Experiments (Optional)¶
The gauntlet is buildlog's primary feedback mechanism. Every gauntlet run credits the rules its reviewers cite, and log_reward() updates the Thompson Sampling posteriors. You do not need sessions or experiments for the learning loop to work.
Experiments are an optional layer for teams that want longitudinal RMR tracking -- measuring Repeated Mistake Rate across many sessions over time to get statistical evidence about whether learned rules are reducing mistakes.
Running an experiment¶
# Start a tracked session
buildlog experiment start --error-class "api-design"
# Log mistakes as they happen
buildlog experiment log-mistake \
--error-class "api-design" \
--description "Returned 200 for error case"
# End session
buildlog experiment end
# Get metrics for the current (or most recent) session
buildlog experiment metrics
# Full report across ALL sessions (aggregate RMR, per-session breakdown)
buildlog experiment report
What the report includes¶
- Total sessions and total mistakes
- Repeat rate (RMR) — aggregate and per-session
- Per-session breakdown with timestamps
- Mistakes grouped by error class
The Falsification Protocol¶
Want to test whether buildlog actually helps? Here's the protocol:
- Baseline: Run N sessions without buildlog rules active. Log mistakes.
- Treatment: Run N sessions with buildlog rules active. Log mistakes.
- Compare: Calculate RMR for both conditions.
- Statistical test: Two-proportion z-test or chi-squared.
- Report: Effect size, confidence interval, p-value.
If p > 0.05, we fail to reject the null. buildlog didn't help. That's a valid outcome.
If p < 0.05, we have evidence of an effect. How big? Check the effect size.
This is how you know. Not vibes. Data.
Relationship to the gauntlet¶
The gauntlet is the primary feedback loop. It credits rules when reviewers cite them, and log_reward() updates the bandit posteriors. This works without any session ceremony.

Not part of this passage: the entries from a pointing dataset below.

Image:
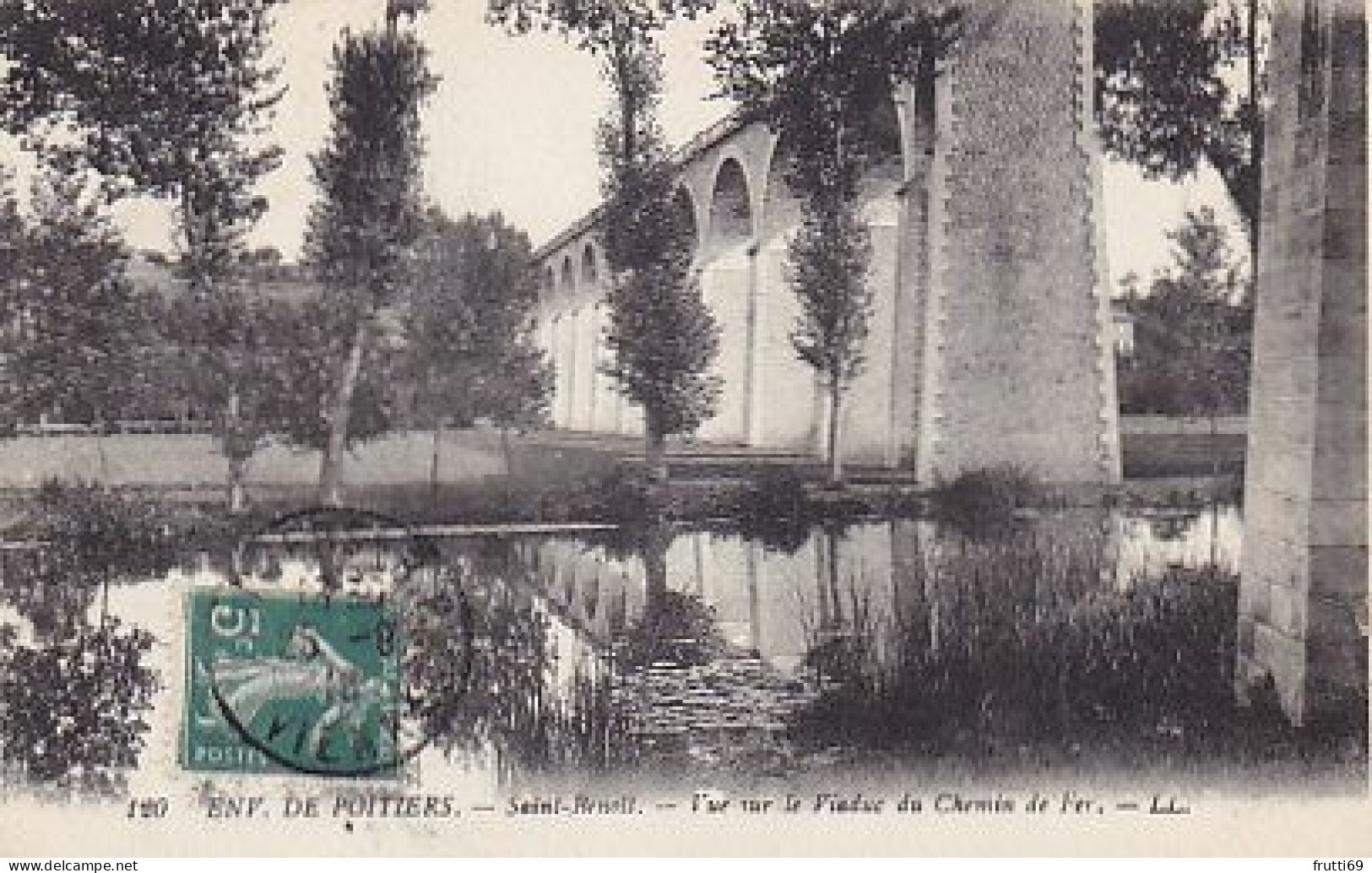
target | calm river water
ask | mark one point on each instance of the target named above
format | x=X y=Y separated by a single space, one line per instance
x=768 y=609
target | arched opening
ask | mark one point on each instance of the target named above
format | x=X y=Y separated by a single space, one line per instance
x=590 y=271
x=887 y=161
x=684 y=209
x=568 y=274
x=730 y=206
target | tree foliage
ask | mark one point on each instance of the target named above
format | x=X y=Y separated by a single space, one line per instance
x=594 y=25
x=469 y=324
x=819 y=74
x=1170 y=94
x=74 y=713
x=827 y=272
x=74 y=348
x=160 y=96
x=1192 y=330
x=662 y=335
x=165 y=98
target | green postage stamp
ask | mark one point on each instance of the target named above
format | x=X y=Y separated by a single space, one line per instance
x=290 y=684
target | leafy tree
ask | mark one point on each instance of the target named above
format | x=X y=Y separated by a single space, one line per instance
x=1170 y=91
x=1194 y=330
x=469 y=327
x=662 y=335
x=597 y=26
x=368 y=220
x=74 y=713
x=77 y=323
x=160 y=98
x=816 y=72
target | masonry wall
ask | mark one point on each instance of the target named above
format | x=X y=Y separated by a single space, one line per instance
x=1021 y=372
x=1304 y=596
x=990 y=339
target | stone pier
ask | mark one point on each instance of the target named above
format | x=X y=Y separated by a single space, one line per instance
x=1304 y=600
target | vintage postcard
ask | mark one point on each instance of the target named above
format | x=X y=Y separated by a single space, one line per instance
x=461 y=427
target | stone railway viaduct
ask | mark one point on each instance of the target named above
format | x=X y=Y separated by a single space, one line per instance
x=990 y=341
x=991 y=333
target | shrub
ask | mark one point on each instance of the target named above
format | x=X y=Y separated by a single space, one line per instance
x=980 y=500
x=1010 y=666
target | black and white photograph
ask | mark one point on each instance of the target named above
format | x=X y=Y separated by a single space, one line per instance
x=684 y=427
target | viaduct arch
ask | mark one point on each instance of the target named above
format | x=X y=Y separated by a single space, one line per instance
x=990 y=341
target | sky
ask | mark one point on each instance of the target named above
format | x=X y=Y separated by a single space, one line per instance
x=512 y=128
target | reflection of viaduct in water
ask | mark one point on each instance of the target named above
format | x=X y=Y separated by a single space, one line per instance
x=990 y=333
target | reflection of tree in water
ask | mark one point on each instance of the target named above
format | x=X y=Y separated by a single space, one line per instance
x=482 y=673
x=678 y=627
x=73 y=708
x=1172 y=528
x=84 y=540
x=74 y=700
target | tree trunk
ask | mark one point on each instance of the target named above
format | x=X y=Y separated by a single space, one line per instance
x=836 y=458
x=237 y=493
x=236 y=453
x=654 y=576
x=508 y=453
x=438 y=441
x=340 y=409
x=1255 y=225
x=1214 y=486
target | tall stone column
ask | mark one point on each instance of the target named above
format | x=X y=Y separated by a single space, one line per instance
x=1018 y=359
x=726 y=285
x=867 y=418
x=1304 y=599
x=785 y=385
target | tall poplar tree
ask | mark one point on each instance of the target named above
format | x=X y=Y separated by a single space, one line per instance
x=364 y=228
x=662 y=333
x=162 y=98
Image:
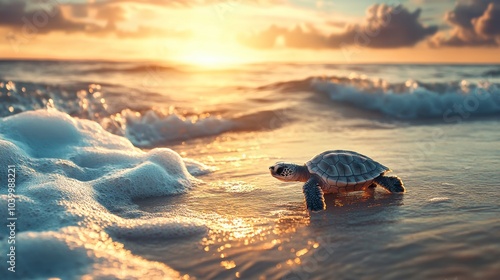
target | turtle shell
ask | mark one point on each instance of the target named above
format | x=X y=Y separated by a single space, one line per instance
x=343 y=171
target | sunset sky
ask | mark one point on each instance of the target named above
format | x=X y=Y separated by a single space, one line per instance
x=238 y=31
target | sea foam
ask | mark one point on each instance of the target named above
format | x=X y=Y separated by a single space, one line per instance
x=412 y=100
x=75 y=185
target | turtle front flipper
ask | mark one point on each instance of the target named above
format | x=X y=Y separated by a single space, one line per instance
x=390 y=183
x=314 y=195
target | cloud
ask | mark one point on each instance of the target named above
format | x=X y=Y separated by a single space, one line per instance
x=474 y=23
x=28 y=18
x=384 y=27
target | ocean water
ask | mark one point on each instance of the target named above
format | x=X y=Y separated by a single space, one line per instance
x=134 y=170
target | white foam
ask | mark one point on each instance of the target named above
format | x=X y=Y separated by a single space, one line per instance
x=152 y=129
x=412 y=101
x=75 y=185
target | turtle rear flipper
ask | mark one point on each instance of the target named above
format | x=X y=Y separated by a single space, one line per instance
x=314 y=195
x=390 y=183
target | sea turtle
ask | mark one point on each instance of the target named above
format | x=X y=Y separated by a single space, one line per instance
x=335 y=172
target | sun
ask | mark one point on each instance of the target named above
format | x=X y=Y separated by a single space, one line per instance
x=214 y=58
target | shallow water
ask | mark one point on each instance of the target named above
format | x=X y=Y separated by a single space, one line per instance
x=445 y=227
x=234 y=220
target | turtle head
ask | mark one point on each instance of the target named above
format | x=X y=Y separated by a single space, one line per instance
x=284 y=171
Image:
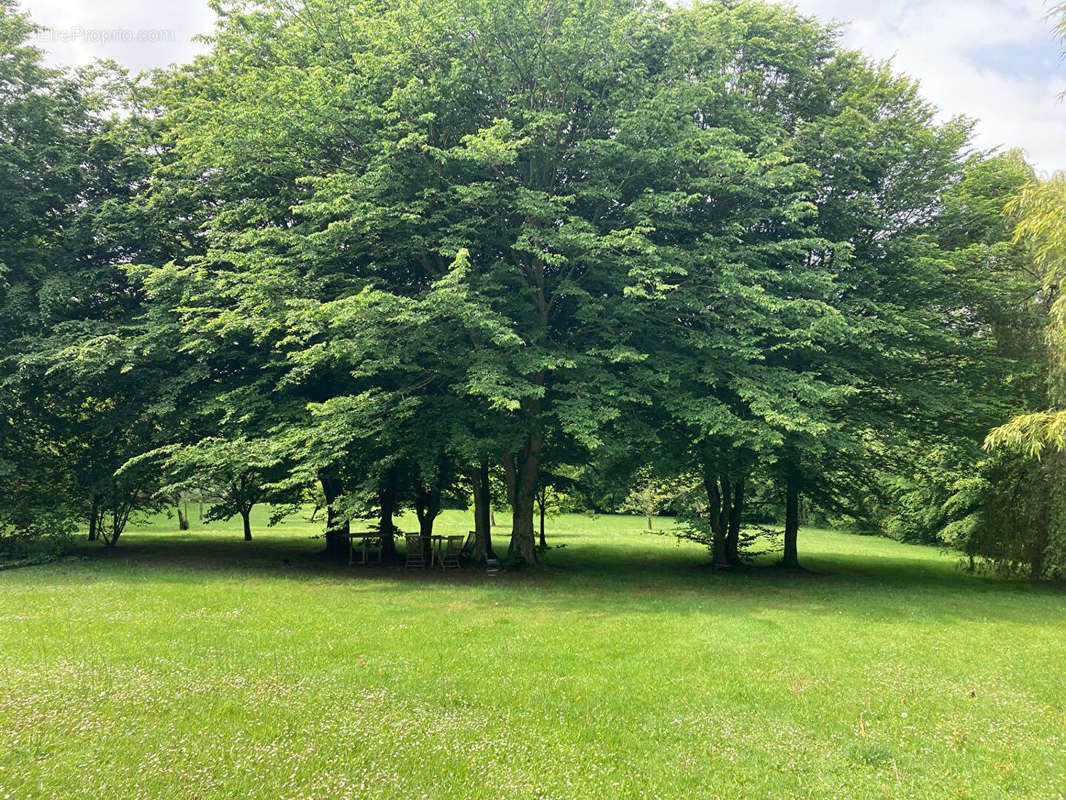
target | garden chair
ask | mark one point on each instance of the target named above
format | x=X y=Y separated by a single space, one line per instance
x=450 y=558
x=416 y=553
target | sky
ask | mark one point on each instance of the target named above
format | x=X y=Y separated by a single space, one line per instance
x=992 y=60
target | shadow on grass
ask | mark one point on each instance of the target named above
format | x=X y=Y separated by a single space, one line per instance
x=591 y=571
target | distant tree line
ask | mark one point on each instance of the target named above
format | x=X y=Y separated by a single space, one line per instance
x=701 y=258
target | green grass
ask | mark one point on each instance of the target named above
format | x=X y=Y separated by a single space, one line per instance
x=200 y=666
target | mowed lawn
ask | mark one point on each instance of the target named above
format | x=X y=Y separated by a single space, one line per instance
x=199 y=666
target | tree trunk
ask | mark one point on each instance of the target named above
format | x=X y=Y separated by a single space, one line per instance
x=482 y=513
x=426 y=507
x=387 y=500
x=527 y=473
x=791 y=558
x=714 y=502
x=95 y=517
x=732 y=537
x=542 y=501
x=337 y=529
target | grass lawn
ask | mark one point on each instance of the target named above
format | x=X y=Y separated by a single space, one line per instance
x=199 y=666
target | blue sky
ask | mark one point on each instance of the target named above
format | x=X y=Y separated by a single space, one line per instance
x=992 y=60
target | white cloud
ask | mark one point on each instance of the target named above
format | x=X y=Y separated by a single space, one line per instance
x=138 y=33
x=992 y=60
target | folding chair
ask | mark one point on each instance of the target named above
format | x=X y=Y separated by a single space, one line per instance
x=416 y=555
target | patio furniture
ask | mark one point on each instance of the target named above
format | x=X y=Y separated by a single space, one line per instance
x=450 y=555
x=416 y=554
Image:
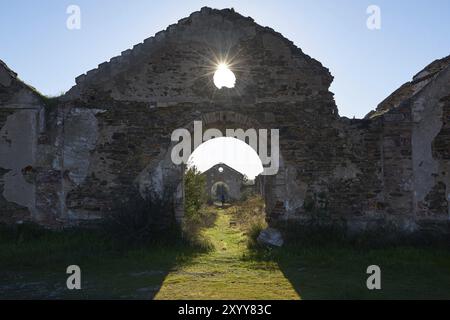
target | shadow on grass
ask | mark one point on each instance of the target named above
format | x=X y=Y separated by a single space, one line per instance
x=33 y=264
x=329 y=265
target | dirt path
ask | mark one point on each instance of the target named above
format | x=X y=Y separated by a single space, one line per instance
x=224 y=274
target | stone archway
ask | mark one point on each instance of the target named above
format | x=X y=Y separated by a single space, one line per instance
x=112 y=131
x=220 y=189
x=282 y=197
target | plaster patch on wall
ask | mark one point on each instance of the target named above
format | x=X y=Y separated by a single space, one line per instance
x=80 y=138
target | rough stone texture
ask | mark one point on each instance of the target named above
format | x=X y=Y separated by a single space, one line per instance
x=232 y=179
x=66 y=163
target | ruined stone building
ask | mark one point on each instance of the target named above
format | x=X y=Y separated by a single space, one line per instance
x=223 y=180
x=64 y=160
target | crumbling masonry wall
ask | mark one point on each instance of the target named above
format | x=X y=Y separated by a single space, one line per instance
x=65 y=161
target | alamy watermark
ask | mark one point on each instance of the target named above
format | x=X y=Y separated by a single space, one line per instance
x=73 y=21
x=257 y=139
x=374 y=20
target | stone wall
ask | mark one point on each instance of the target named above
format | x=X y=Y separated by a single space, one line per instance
x=112 y=132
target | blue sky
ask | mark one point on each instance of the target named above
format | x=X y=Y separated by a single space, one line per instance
x=367 y=65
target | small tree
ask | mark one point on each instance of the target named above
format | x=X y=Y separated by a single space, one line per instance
x=195 y=195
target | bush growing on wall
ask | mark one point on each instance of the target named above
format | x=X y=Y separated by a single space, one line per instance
x=140 y=221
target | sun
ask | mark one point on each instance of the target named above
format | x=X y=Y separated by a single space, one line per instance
x=224 y=77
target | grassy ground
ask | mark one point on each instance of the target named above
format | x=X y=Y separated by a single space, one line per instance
x=33 y=266
x=224 y=273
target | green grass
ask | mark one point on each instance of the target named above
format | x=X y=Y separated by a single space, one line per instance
x=229 y=265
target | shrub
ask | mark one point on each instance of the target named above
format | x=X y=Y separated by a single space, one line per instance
x=138 y=221
x=195 y=195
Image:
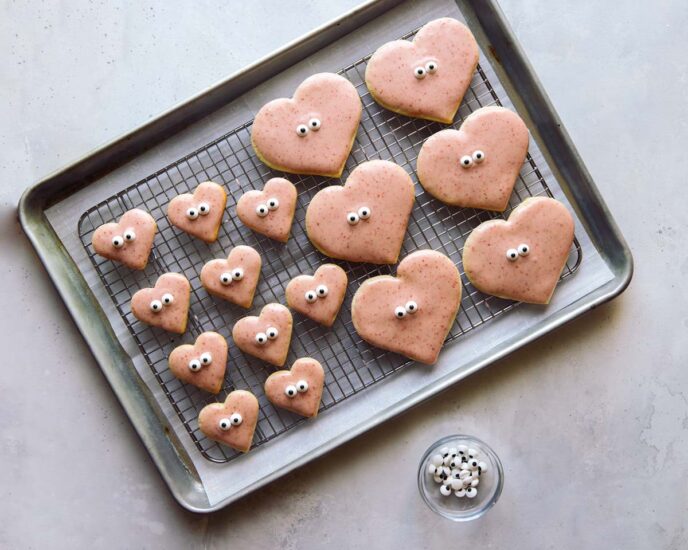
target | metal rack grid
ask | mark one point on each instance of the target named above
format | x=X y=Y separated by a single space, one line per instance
x=351 y=365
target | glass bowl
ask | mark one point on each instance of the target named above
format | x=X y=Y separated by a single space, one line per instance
x=453 y=507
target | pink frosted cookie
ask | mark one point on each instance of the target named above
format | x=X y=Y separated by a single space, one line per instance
x=411 y=313
x=475 y=166
x=311 y=133
x=319 y=296
x=128 y=241
x=270 y=211
x=199 y=214
x=166 y=305
x=232 y=422
x=203 y=363
x=266 y=336
x=234 y=279
x=428 y=77
x=522 y=258
x=298 y=390
x=365 y=220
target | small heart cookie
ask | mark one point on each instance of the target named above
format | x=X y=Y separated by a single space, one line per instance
x=411 y=313
x=203 y=363
x=311 y=133
x=166 y=305
x=477 y=165
x=128 y=241
x=426 y=78
x=266 y=336
x=521 y=258
x=234 y=279
x=319 y=296
x=270 y=211
x=365 y=220
x=199 y=214
x=232 y=422
x=298 y=390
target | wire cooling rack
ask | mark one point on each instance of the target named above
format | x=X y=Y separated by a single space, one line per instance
x=351 y=365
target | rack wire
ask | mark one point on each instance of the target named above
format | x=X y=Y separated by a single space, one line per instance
x=351 y=365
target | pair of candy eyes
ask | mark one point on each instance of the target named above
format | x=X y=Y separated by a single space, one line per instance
x=270 y=334
x=513 y=253
x=264 y=209
x=226 y=423
x=128 y=237
x=430 y=68
x=468 y=160
x=203 y=361
x=292 y=389
x=313 y=124
x=202 y=210
x=354 y=217
x=320 y=292
x=166 y=300
x=402 y=311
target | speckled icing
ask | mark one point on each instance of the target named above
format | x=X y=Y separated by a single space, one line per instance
x=327 y=97
x=383 y=187
x=392 y=82
x=500 y=135
x=304 y=403
x=546 y=226
x=429 y=279
x=133 y=254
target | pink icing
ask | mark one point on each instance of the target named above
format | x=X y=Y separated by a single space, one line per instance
x=546 y=226
x=390 y=71
x=503 y=138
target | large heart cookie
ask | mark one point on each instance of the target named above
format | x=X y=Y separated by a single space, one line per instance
x=234 y=279
x=202 y=363
x=411 y=313
x=166 y=305
x=128 y=241
x=522 y=258
x=311 y=133
x=298 y=390
x=318 y=296
x=270 y=211
x=428 y=77
x=199 y=214
x=366 y=219
x=266 y=336
x=232 y=422
x=475 y=166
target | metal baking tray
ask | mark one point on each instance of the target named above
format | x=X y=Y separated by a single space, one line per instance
x=162 y=409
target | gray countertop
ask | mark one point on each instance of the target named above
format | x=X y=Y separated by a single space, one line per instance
x=591 y=422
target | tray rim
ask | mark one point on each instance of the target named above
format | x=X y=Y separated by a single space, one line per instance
x=160 y=440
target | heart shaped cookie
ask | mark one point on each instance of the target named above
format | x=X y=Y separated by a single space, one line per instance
x=234 y=279
x=319 y=296
x=199 y=214
x=365 y=220
x=298 y=390
x=428 y=77
x=203 y=363
x=166 y=305
x=411 y=313
x=270 y=211
x=476 y=166
x=311 y=133
x=522 y=258
x=267 y=336
x=232 y=422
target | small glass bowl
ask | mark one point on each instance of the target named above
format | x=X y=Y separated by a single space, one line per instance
x=453 y=507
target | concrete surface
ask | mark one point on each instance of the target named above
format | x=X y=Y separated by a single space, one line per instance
x=591 y=422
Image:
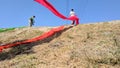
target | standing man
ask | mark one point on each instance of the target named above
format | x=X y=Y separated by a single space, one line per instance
x=72 y=13
x=31 y=21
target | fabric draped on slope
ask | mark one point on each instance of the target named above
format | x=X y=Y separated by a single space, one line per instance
x=43 y=36
x=46 y=4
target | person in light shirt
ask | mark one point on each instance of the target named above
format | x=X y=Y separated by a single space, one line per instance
x=72 y=13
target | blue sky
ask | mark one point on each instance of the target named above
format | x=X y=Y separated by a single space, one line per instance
x=15 y=13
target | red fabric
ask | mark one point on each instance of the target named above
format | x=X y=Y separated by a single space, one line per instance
x=53 y=10
x=43 y=36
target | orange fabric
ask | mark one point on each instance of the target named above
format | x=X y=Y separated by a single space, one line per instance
x=43 y=36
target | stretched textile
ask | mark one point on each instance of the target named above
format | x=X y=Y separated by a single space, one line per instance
x=53 y=10
x=43 y=36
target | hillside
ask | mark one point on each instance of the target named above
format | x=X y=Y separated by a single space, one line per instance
x=83 y=46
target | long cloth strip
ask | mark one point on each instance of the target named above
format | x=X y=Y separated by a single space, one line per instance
x=46 y=4
x=43 y=36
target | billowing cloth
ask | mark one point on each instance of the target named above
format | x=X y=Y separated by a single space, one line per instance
x=53 y=10
x=43 y=36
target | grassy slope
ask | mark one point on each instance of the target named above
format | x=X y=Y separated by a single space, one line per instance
x=83 y=46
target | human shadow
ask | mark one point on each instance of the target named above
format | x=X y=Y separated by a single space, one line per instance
x=27 y=48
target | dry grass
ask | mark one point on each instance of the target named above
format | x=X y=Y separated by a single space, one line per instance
x=83 y=46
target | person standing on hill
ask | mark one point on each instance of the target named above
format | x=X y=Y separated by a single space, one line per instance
x=73 y=15
x=31 y=21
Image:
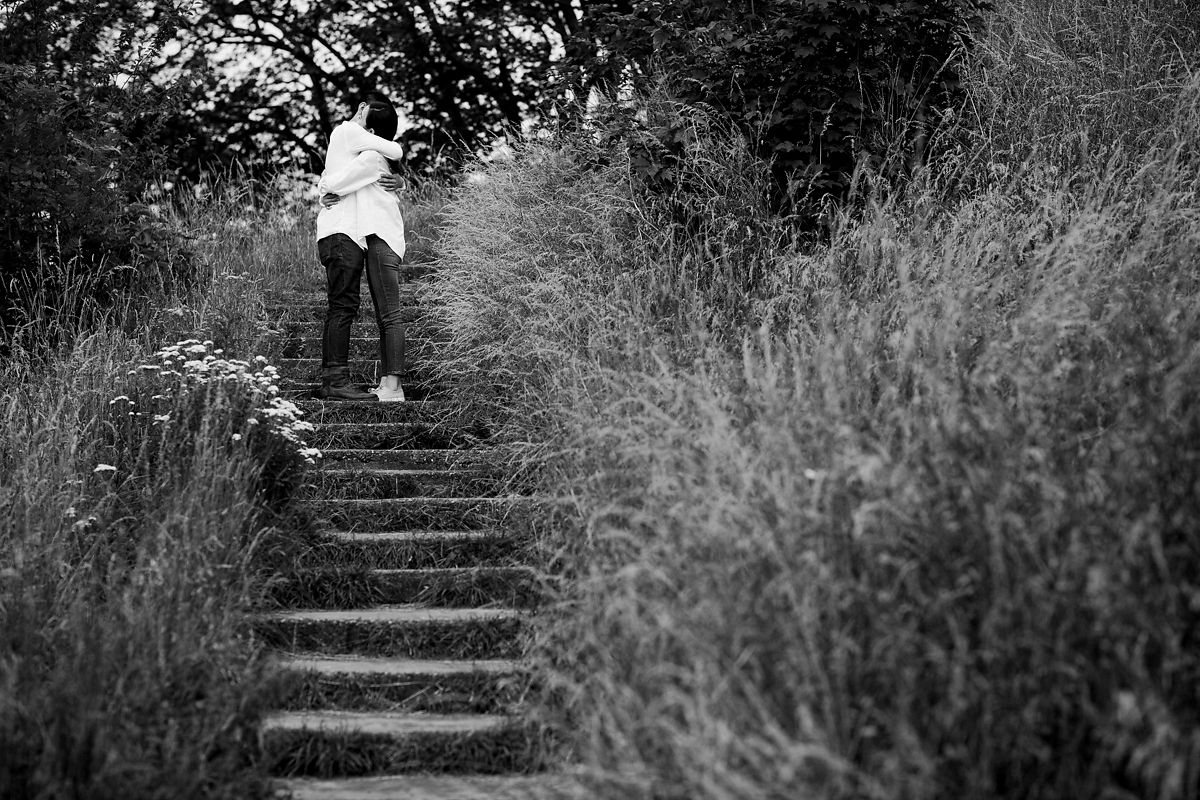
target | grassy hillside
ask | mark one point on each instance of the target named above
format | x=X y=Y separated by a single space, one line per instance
x=907 y=512
x=138 y=480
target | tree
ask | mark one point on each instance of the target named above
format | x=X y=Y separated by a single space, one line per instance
x=811 y=82
x=78 y=112
x=279 y=74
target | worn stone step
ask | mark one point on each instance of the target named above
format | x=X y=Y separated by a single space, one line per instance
x=292 y=301
x=411 y=549
x=389 y=435
x=310 y=370
x=427 y=411
x=304 y=342
x=309 y=328
x=383 y=482
x=478 y=458
x=513 y=587
x=315 y=312
x=307 y=681
x=297 y=389
x=439 y=787
x=403 y=631
x=413 y=513
x=324 y=744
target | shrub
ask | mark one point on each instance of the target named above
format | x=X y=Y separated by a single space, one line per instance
x=813 y=84
x=909 y=517
x=76 y=154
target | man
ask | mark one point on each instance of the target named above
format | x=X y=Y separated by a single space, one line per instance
x=341 y=244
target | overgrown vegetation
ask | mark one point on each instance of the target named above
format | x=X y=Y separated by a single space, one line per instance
x=815 y=86
x=138 y=485
x=905 y=515
x=76 y=155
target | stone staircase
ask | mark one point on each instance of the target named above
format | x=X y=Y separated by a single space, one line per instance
x=400 y=633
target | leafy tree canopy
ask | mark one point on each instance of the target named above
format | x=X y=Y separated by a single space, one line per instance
x=811 y=82
x=274 y=77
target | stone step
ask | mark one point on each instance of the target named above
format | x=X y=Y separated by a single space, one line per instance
x=367 y=482
x=286 y=302
x=324 y=744
x=297 y=389
x=309 y=370
x=316 y=312
x=414 y=513
x=388 y=435
x=439 y=787
x=408 y=458
x=403 y=631
x=409 y=549
x=304 y=343
x=427 y=411
x=310 y=681
x=513 y=587
x=310 y=326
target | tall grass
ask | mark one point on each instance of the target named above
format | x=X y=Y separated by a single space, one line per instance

Experiments add a layer on top: when you start a session, the Thompson Sampling bandit selects which rules to surface based on learned effectiveness. As you log mistakes during the session, you build a longitudinal record of RMR that can be compared across baseline and treatment conditions.
Use experiments when you want to answer "did my rules reduce mistakes over N sessions?" Use the gauntlet loop alone when you just want the learning to happen.
See Core Concepts for the mathematical details, and the Review Gauntlet guide for the primary feedback loop.